Avcıoğlu’nun, “Türkiye’nin Düzeni” kitabındaki “Sultan’ın Siyonistlerle Pazarlığı” bölümü belki ileride başka bir yazının konusu olur. Çünkü sizi bilmem ama bu Abdülhamit meselesi şimdilik fazla uzadı gibi.

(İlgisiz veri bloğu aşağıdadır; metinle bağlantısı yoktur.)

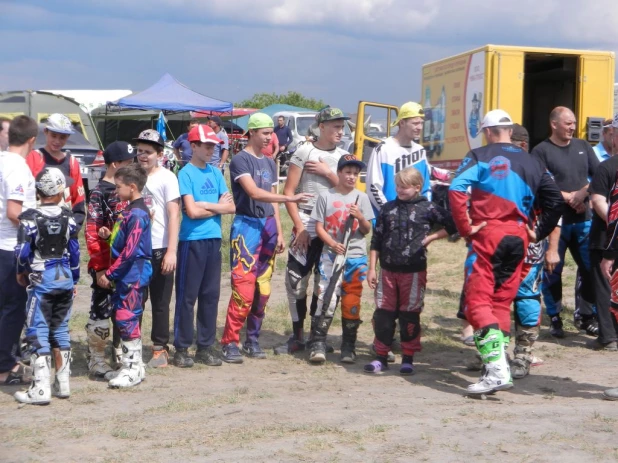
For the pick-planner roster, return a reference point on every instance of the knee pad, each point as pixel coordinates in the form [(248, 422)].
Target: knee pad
[(409, 325), (384, 326)]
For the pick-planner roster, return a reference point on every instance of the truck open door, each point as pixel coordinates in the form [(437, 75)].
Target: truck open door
[(367, 136), (594, 72)]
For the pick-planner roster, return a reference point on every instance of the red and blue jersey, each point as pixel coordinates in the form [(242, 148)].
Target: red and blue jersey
[(504, 182), (131, 244)]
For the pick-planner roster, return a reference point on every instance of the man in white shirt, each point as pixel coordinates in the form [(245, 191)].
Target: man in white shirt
[(162, 196), (17, 193)]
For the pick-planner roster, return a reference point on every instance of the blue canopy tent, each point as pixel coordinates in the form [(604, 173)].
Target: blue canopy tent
[(167, 95)]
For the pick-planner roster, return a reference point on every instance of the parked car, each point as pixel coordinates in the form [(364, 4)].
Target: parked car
[(91, 163)]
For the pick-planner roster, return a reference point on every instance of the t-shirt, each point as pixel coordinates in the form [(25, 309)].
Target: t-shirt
[(313, 183), (207, 185), (602, 184), (182, 144), (571, 166), (263, 171), (16, 183), (332, 209), (216, 157), (160, 189)]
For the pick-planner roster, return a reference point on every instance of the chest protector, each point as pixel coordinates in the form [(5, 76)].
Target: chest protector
[(52, 234)]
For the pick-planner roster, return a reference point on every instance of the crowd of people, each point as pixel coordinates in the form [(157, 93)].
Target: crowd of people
[(149, 233)]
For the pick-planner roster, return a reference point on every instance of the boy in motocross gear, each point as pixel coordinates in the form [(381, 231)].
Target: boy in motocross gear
[(313, 169), (130, 272), (504, 182), (398, 152), (402, 233), (104, 207), (57, 131), (48, 259)]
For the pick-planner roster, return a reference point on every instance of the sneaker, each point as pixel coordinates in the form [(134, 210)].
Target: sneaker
[(208, 356), (182, 359), (407, 366), (390, 358), (253, 350), (231, 354), (556, 327), (594, 344), (318, 352), (590, 326), (291, 346), (376, 367), (347, 354), (160, 357)]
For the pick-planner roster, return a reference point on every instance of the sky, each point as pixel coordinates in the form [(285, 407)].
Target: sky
[(340, 51)]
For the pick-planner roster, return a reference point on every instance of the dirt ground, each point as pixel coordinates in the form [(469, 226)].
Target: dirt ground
[(284, 409)]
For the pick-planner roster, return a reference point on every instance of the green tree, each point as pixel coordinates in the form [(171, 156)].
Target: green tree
[(261, 100)]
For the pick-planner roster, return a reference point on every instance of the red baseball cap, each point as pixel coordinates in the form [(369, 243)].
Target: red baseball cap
[(204, 134)]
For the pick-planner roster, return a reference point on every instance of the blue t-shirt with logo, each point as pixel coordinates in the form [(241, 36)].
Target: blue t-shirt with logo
[(263, 172), (206, 185)]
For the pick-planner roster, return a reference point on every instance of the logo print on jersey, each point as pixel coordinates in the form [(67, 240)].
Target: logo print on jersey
[(208, 188), (499, 167)]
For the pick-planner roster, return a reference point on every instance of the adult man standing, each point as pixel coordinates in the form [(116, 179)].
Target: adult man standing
[(182, 147), (284, 134), (572, 162), (57, 131), (4, 133), (222, 150), (600, 190), (313, 170), (504, 182), (398, 152), (17, 193), (603, 150)]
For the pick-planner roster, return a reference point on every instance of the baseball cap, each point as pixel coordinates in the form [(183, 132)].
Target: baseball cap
[(204, 134), (118, 151), (408, 110), (216, 119), (150, 136), (520, 133), (51, 181), (330, 114), (59, 123), (497, 118), (349, 160), (260, 121)]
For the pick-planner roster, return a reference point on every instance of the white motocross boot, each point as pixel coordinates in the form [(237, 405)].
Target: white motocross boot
[(97, 333), (39, 392), (132, 372), (61, 387), (496, 375)]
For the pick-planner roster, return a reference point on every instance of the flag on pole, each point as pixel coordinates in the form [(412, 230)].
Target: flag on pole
[(161, 126)]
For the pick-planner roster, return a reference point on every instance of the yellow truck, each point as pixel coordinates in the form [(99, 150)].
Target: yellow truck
[(526, 82)]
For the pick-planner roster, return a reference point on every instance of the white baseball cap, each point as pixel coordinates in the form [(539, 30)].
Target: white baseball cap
[(496, 118), (59, 123)]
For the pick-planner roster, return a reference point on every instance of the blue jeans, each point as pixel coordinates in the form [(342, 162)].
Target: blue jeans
[(573, 237), (12, 311), (50, 299)]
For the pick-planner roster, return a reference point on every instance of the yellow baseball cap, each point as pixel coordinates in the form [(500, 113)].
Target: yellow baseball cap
[(408, 110)]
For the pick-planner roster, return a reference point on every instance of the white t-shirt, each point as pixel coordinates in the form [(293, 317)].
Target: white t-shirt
[(160, 189), (16, 183), (313, 183)]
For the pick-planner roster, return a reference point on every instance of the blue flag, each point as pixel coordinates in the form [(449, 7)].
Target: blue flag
[(161, 126)]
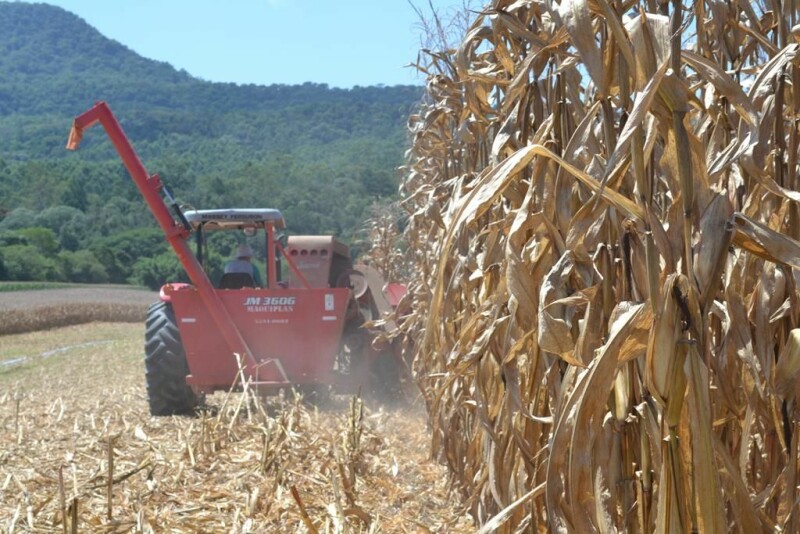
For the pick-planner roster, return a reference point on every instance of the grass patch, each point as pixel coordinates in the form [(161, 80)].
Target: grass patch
[(32, 286), (58, 315), (36, 286)]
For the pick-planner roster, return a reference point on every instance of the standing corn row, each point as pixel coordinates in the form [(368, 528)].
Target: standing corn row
[(603, 201)]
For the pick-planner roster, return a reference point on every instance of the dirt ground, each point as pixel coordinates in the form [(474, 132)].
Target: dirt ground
[(78, 447)]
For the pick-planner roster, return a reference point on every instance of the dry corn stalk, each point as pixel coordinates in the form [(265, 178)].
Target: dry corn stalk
[(604, 220)]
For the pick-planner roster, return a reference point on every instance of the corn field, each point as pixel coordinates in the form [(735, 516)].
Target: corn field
[(604, 223)]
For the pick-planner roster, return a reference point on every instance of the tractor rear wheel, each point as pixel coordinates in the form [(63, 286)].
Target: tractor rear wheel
[(165, 364)]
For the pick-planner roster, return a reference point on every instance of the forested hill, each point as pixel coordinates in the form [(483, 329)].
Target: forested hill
[(322, 155)]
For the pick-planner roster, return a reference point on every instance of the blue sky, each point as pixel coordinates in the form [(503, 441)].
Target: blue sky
[(339, 42)]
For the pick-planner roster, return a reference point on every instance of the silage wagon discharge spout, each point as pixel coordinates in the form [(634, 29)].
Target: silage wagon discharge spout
[(152, 188)]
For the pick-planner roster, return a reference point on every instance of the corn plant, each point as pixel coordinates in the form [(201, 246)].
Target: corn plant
[(604, 222)]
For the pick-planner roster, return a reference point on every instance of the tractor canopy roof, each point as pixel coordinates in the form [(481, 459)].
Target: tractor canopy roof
[(232, 219)]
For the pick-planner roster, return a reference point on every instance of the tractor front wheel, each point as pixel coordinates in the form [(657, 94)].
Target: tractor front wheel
[(165, 364)]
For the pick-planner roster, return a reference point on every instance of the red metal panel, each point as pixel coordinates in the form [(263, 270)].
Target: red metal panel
[(293, 334), (312, 255)]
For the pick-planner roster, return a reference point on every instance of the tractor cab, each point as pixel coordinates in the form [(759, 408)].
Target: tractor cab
[(250, 222), (299, 261)]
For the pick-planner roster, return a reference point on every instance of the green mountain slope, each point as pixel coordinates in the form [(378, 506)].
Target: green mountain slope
[(322, 155)]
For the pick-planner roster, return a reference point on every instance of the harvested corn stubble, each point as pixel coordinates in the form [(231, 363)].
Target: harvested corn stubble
[(604, 222), (79, 452)]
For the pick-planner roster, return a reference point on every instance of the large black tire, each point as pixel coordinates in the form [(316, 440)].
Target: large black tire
[(165, 364)]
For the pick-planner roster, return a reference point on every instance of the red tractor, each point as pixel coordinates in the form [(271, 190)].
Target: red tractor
[(303, 329)]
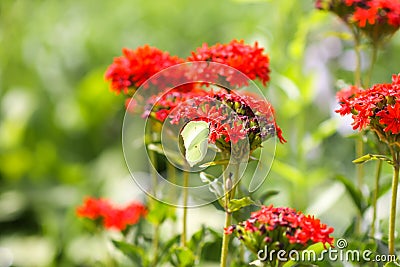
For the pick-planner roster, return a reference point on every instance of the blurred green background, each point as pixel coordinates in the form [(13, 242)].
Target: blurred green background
[(60, 126)]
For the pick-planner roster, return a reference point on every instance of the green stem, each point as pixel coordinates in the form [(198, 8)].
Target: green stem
[(155, 244), (357, 50), (376, 192), (229, 193), (360, 172), (375, 49), (153, 170), (393, 209), (185, 201)]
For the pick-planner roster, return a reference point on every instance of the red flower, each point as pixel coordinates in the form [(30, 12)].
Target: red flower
[(136, 66), (363, 15), (376, 107), (250, 60), (291, 229), (94, 208), (112, 217), (391, 118), (232, 117), (376, 18)]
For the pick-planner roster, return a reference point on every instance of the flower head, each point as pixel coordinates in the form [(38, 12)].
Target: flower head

Sadece; 6 Nisan’da Yüzüncü Kuruluş yılını idrak eden ve resmi internet sitesindeki tarihçesine “Anadolu Ajansı’nın tarihi, Türkiye Cumhuriyeti’nin tarihi ile adeta özdeştir. Türkiye Büyük Millet Meclisi açılmadan 17 gün önce 6 Nisan 1920’de kurulan Anadolu Ajansı, TBMM’nin çıkardığı ilk yasaları duyurdu; Milli Mücadele’nin ve Kurtuluş Savaşı’nın her aşamasına, Cumhuriyet devrimlerine tanıklık etti” cümlesiyle başlayan Anadolu Ajansı’nın sitesinde geçenlerde; “Sultan 2. Abdülhamid Han vefatının 102. yılında yâd ediliyor- Osmanlı’nın en zor dönemlerinde tahtta olan Sultan Abdülhamid, özellikle dış politikada akıllı bir siyaset yürüterek devleti 33 yıl büyük bir ustalıkla yönetti” başlıklı haberini görünce, ben de “yâd edeyim”, işin aslına bir de başka kaynaklardan bakayım dedim.
Ve gerçekten sıktı artık.
“Eski Defterler”i, diğer konularda karıştırmaya devam edeceğiz.